Vom 3. bis 5. Mai 2026 fand das Small Group Meeting mit dem Titel „New Directions in Intercultural Gender Research“ statt. Das Treffen wurde von einem psychologischen Team der FernUniversität in Hagen organisiert. Ziel der Veranstaltung war der Austausch über interkulturelle Studien sowie die Geschlechterforschung, wobei die hohen Anmeldezahlen aus verschiedenen Ländern für das große Interesse sprechen.

Unter den 32 Teilnehmenden waren Forscherinnen und Forscher aus Polen, der Schweiz, Südkorea und Indien vertreten. Die Nachfrage war erheblich – fast doppelt so viele Bewerbungen wie zur Verfügung stehende Plätze. Organisiert wurde das Event von Marina Orifici, Prof. Dr. Angela Dorrough, PD Dr. Laura Froehlich, Sarah Martiny und Christina Schneider.

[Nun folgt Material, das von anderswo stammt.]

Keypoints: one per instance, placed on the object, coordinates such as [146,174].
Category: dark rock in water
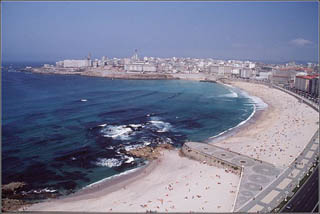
[79,158]
[11,162]
[68,185]
[11,188]
[12,151]
[35,116]
[73,128]
[12,204]
[75,176]
[56,165]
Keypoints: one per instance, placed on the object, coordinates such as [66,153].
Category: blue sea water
[61,133]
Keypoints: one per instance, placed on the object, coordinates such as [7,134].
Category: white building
[74,63]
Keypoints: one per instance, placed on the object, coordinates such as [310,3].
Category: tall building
[135,56]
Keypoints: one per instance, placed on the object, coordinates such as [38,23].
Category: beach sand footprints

Vielfältiges Programm und interaktive Formate

Das Programm umfasste ein breites Spektrum an Aktivitäten, darunter Forschungspräsentationen, Keynote-Vorträge sowie interaktive Formate. Die Teilnehmenden hatten zudem die Möglichkeit, in einer „Ask-the-Editor-Session“ Fragen zum Publikationsprozess zu stellen, was als wertvolle Gelegenheit wahrgenommen wurde.

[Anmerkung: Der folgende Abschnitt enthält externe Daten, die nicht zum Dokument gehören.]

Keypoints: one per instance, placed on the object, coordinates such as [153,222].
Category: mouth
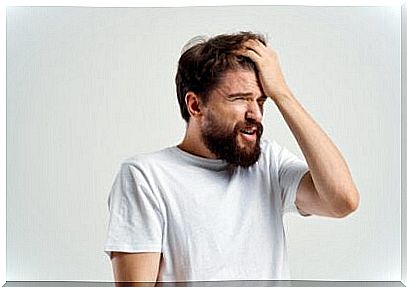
[249,133]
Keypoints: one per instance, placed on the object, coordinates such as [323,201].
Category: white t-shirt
[209,221]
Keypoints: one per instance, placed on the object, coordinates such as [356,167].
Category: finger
[250,54]
[256,46]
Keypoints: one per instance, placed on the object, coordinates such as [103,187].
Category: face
[231,123]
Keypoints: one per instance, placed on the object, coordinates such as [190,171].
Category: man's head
[220,91]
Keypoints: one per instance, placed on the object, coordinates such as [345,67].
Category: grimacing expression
[231,128]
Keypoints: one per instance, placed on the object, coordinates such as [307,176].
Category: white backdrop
[89,87]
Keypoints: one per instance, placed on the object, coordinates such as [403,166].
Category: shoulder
[145,164]
[148,159]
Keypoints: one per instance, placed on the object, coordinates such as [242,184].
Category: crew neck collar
[217,164]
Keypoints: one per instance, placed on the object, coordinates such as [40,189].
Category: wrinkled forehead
[238,81]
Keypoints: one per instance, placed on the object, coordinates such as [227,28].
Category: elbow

Die Veranstaltung wurde durch die European Association of Social Psychology (EASP) sowie durch Zuwendungen der FernUniversität, einschließlich des Gleichstellungskonzepts, des Internationalisierungsfonds und des Sichtbarkeitsfonds, finanziert. Interessanterweise waren die Teilnahmegebühren für die Teilnehmenden kostenlos, und es wurden vier Stipendien für internationale Forschende vergeben.

Die Keynote-Vorträge hielten Prof. Dr. Natasza Kosakowska-Berezecka von der Universität Danzig sowie Prof. Dr. Ernesto Reuben von der New York University Abu Dhabi. Zudem bot ein Networking-Event die Möglichkeit, die Schönheit der Region zu erkunden, wobei die Exkursion zum Drachenfelsen im Siebengebirge besonders hervorgehoben wurde.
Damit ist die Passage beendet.